Le secret tient à quelques choix précis. Les personnages sont stylisés, les proportions délibérément exagérées entre les figures et les objets qui les entourent. Ce choix, aller vers l'abstraction plutôt que le réalisme, concentre toute l'attention sur l'émotion et l'atmosphère.
Les figures deviennent inclusives et symboliques, sans être rattachées à une identité particulière. Tout le monde peut s'y reconnaître, personne n'est défini trop étroitement. Chaque geste de personnage, chaque métaphore visuelle avait été éprouvé pour être compris intuitivement, quelle que soit la culture de l'utilisateur·ice, son secteur, son histoire. Une sorte d'illustration universelle.

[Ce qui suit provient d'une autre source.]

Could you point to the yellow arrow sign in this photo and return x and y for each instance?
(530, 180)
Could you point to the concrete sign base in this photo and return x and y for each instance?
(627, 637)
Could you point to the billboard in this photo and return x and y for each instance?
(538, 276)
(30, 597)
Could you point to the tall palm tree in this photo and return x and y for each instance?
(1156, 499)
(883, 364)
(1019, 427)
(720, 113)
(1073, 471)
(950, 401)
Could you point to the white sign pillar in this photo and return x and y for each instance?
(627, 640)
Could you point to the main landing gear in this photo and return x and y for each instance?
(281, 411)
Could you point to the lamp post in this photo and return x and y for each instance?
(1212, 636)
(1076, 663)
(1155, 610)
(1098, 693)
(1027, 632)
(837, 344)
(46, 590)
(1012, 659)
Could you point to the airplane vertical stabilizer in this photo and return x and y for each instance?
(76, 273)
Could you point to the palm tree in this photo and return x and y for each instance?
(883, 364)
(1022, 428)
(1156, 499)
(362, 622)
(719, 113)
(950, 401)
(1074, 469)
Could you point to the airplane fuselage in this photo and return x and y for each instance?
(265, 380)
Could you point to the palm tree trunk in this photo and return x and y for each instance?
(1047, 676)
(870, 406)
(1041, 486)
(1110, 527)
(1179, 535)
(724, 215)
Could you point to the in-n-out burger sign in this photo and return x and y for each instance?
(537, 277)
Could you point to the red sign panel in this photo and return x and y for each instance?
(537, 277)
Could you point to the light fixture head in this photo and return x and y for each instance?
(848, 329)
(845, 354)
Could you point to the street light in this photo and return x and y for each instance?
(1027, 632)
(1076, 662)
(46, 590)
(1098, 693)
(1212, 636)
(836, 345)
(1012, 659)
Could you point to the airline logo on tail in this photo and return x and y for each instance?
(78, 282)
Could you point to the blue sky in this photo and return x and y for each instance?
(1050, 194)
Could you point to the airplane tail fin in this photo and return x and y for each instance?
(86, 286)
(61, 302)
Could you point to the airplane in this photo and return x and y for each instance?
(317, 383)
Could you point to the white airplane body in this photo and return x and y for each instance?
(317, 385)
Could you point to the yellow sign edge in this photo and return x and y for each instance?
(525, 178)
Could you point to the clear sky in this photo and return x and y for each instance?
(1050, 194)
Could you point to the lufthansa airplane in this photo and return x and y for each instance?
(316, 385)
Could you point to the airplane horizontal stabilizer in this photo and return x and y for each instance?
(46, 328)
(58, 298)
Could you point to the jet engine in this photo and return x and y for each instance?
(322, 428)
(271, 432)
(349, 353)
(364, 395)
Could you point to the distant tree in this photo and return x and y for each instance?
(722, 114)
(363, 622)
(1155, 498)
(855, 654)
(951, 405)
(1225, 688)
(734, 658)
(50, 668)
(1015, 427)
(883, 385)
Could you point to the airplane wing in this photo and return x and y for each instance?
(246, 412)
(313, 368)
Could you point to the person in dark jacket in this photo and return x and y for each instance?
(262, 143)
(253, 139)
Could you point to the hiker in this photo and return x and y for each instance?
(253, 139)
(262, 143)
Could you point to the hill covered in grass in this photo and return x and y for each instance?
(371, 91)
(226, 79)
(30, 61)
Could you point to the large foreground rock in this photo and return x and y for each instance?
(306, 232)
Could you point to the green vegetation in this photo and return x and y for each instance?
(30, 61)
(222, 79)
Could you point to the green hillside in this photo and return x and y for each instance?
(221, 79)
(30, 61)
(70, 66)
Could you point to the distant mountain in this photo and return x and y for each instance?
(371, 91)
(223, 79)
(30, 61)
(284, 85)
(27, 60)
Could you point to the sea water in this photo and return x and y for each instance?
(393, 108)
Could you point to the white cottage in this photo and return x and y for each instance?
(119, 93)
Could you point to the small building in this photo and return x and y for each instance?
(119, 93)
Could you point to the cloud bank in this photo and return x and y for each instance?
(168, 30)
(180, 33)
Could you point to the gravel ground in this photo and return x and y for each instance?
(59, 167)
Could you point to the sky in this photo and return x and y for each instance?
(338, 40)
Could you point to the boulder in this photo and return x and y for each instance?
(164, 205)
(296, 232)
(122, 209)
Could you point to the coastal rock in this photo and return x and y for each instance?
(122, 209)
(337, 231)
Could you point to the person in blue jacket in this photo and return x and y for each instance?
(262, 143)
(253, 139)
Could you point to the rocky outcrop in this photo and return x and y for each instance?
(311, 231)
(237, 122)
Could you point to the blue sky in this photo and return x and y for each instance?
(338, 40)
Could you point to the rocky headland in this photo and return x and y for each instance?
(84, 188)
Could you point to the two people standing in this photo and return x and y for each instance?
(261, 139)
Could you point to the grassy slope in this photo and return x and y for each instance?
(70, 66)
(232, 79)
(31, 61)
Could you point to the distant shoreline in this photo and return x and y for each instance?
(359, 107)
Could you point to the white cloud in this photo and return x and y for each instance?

C'est cette même logique qui a structuré mon travail sur Google Contacts VIP, un widget du Google Pixel conçu pour aider les utilisateur·ices à rester proches de leurs contacts les plus importants (rappels d'anniversaires, dates significatives, accès rapide aux proches depuis l'écran d'accueil).
Mon rôle consistait à illustrer les différents moments de ce widget : les dates importantes, les empty states, les écrans d'introduction au service. Des illustrations fixes, conçues pour vivre à l'intérieur d'une interface, dans le flux quotidien d'un·e utilisateur·ice sur son téléphone.

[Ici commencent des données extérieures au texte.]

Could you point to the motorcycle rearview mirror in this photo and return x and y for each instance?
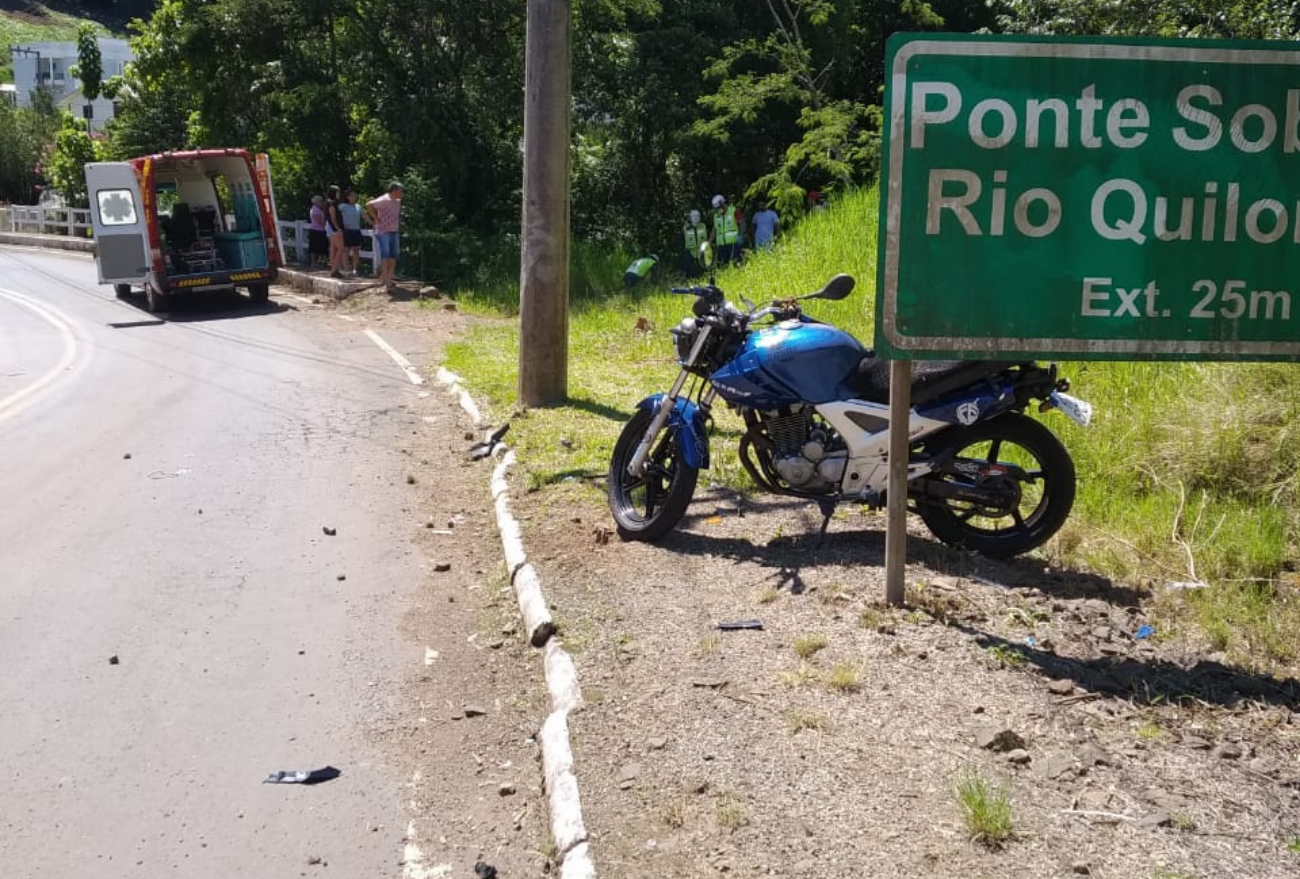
(706, 260)
(837, 288)
(706, 255)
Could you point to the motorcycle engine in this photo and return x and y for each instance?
(807, 454)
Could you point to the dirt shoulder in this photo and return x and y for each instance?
(464, 717)
(706, 752)
(833, 739)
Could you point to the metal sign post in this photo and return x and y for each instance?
(896, 505)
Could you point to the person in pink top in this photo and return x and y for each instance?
(386, 217)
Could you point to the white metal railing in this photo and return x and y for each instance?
(50, 221)
(76, 221)
(293, 234)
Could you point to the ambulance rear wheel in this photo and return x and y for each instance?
(155, 301)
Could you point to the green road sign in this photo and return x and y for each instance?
(1090, 199)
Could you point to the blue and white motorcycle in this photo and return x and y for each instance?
(815, 403)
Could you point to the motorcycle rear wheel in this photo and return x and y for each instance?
(1025, 473)
(649, 506)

Ce type de projet est particulièrement exigeant parce qu'une illustration d'interface n'a pas le luxe du temps long. Elle a quelques fractions de seconde pour fonctionner. Quand on découvre le widget pour la première fois, tout se joue vite : reconnaître que c'est Google, sentir que c'est nouveau, avoir envie d'en savoir plus. Ce n'est pas une mécanique abstraite : c'est exactement ce que l'illustration provoque, ou pas.

L'objectif, dit simplement : mener l'utilisateur·ice à se dire ça a l'air simple, et ça m'est utile. C'est sommaire formulé ainsi, mais c'est toute la subtilité de ce type de travail.
Sur ce projet, j'ai travaillé dans le territoire visuel de Timo Kuilder, en y apportant mon style et ma sensibilité. Le brief était délibérément ouvert : une référence, une palette, des formes géométriques, et une instruction : faire en sorte que les illustrations vivent dans le même monde, sans répliquer ce qui existait déjà.


J'ai construit des personnages divers en âge, en genre, en couleur de peau. Mais la vraie question n'était pas que la représentation : c'était aussi l'attitude, l'énergie. Des personnages qui dégagent quelque chose : une chaleur qui vient de leurs expressions, un sentiment de communauté dans la façon dont ils habitent l'espace. Le même principe que les illustrations LinkedIn de Buck : une abstraction qui laisse de la place à l'universel.
Voilà ce qu'une bonne illustration fait à l'intérieur d'une interface : elle rend un moment digital un peu plus humain, un fil un peu plus vivant, une connexion un peu moins automatique.
C'est ce que Buck a fait pour LinkedIn. C'est ce que j'ai fait avec eux pour Google Contacts VIP.